Short-Term Trading in the New Stock Market
By Toni Turner (St. Martin's Press, 356 pages, GBP 24.95)

Three words: Buy this book! Toni Turner is a trader and the best-selling author of two other books on day trading for beginners, and a fan of the exclamation point.

As part of a dialogue with those who have read the author's previous works, this postbubble book proposes to update readers "on the current financial marketplace, the way it works and ways you can profit from it." But it also works well as a stand-alone for those who have never tried to trade for profit before.

Ms.

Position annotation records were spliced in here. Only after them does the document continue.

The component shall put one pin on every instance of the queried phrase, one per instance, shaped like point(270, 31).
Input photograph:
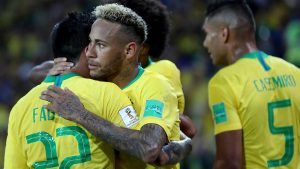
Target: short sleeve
point(223, 105)
point(160, 107)
point(14, 156)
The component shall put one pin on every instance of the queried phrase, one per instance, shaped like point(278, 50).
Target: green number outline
point(50, 147)
point(83, 146)
point(287, 131)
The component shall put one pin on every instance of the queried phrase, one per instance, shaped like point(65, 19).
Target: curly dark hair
point(70, 36)
point(157, 19)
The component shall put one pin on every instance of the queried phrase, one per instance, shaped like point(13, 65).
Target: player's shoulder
point(279, 62)
point(167, 63)
point(92, 84)
point(223, 74)
point(152, 76)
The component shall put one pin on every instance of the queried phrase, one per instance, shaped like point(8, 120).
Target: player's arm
point(229, 153)
point(144, 144)
point(175, 151)
point(14, 155)
point(39, 72)
point(56, 67)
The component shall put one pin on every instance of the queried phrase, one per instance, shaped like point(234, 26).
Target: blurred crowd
point(24, 43)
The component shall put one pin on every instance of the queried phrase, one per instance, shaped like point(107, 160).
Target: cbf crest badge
point(129, 116)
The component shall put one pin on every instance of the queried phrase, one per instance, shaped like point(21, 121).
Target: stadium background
point(25, 28)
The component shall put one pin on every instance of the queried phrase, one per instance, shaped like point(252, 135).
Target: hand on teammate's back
point(60, 66)
point(63, 101)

Turner says her intent was to talk to the reader about trading "as though we are good friends, chatting over a cup of coffee." After an overly peppy first couple of chapters -- more like two friends chatting after two double espressos -- her gentle and deft delivery guides you through the jargon and technical aspects of the trading world in a clear way.

You learn everything from how to open an account to how to determine whether you should execute a "moving average leapfrog" or some other trade. Ms. Turner urges readers to look closely at themselves to determine their acceptable levels of risk, to become students of the markets and to develop several "core trades" around which they can earn a living in the markets. She reinforces her points at the end of each chapter, making the book valuable as a reference guide even after you've read it cover-to-cover.

The middle of the book is chock full of specific technical trades, charts and hot tips for day traders that -- momentarily -- made me want to violate the second of my three cardinal investment rules.